6 Unspoken Truths

Although most nations boast of their valour, for sudden reckless courage you really need a Frenchman. This courage is not the everyday steadiness of the Briton – indeed, it may only occur erratically – but, when it appears out of the blue, it is spectacular: France is the nation of Roland, du Guesclin, Joan of Arc, Bayard, Cyrano de Bergerac, d’Artagnan, Murat, Danjou at Camaron, and a rugby team that stood up bravely to the All Blacks.

It is also the nation of Nicolas Sarkozy, who had his own moment of insane courage last week when he admitted that it was a mistake to let Greece join the euro in the first place.

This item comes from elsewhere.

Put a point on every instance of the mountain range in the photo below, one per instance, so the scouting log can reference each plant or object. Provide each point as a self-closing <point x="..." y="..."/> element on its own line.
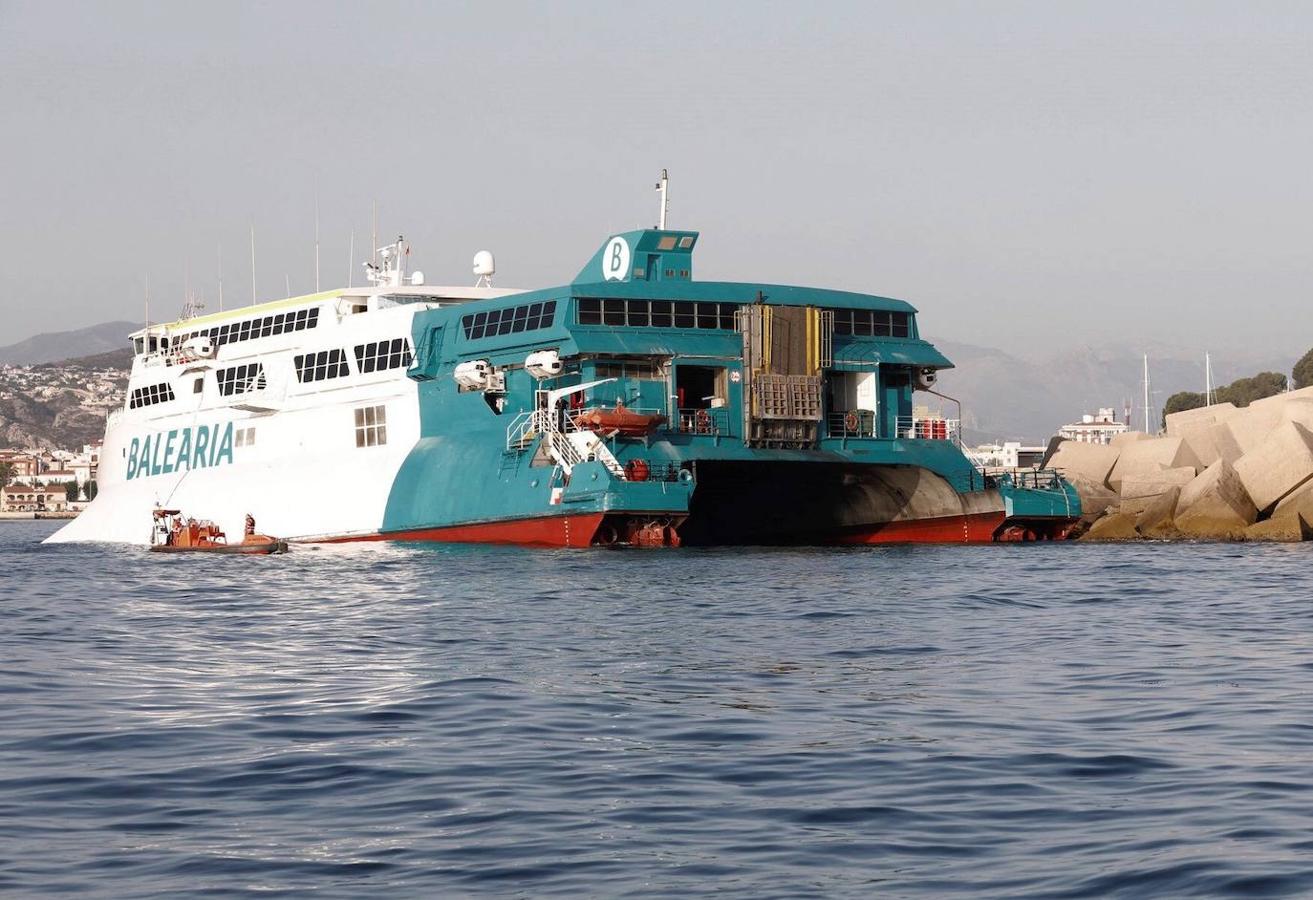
<point x="1005" y="396"/>
<point x="57" y="346"/>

Since this an obvious truth, an objective observer might ask why he deserves any credit for stating it. Yet the Western political Establishment is now being held together only by a complex network of fantasies. The markets are buying into these illusions – literally – because the alternative is collapse. For a President of France, a country whose economy has been based on illusion for decades, to question just one of these lies is to question the whole structure.

That the euro is, was always, and remains conceptually flawed is obvious, but that is just one of several basic truths our leaders are incapable of accepting, at least in public...

1   The latest “deal” on the euro is no deal at all: it depends on the Greek and, now, Italian voters and their representatives agreeing to serious reforms, which they currently have no incentive to accept.

2   In exactly the same way, the “deal” on the US government debt that was agreed earlier this year is unravelling, as this blog predicted, because referring the matter to a committee was only postponing the problem. 

3   Government debt, not growth or employment, remains the real problem in the West. The latest American GDP figures confirm another of this blog’s predictions, that, although growth will remain sluggish, a double-dip recession is avoidable. Yet politicians and central bankers have lost focus: in their obsession with “jobs”, they are pushing still more money into the economy – which is the problem, not the solution.

4    Inflation is now a serious danger, again as we predicted.

5   The solution to unemployment is not more injections of cheap money but improving business competitiveness. That, however, is a long, painful, unspectacular process that does not appeal to politicians.

6   The crisis of 2008 was due, first and foremost, to the bankers, but it ended very quickly and the markets recovered from it; the crisis that is now brewing is a new one and one entirely of the politicians’ making.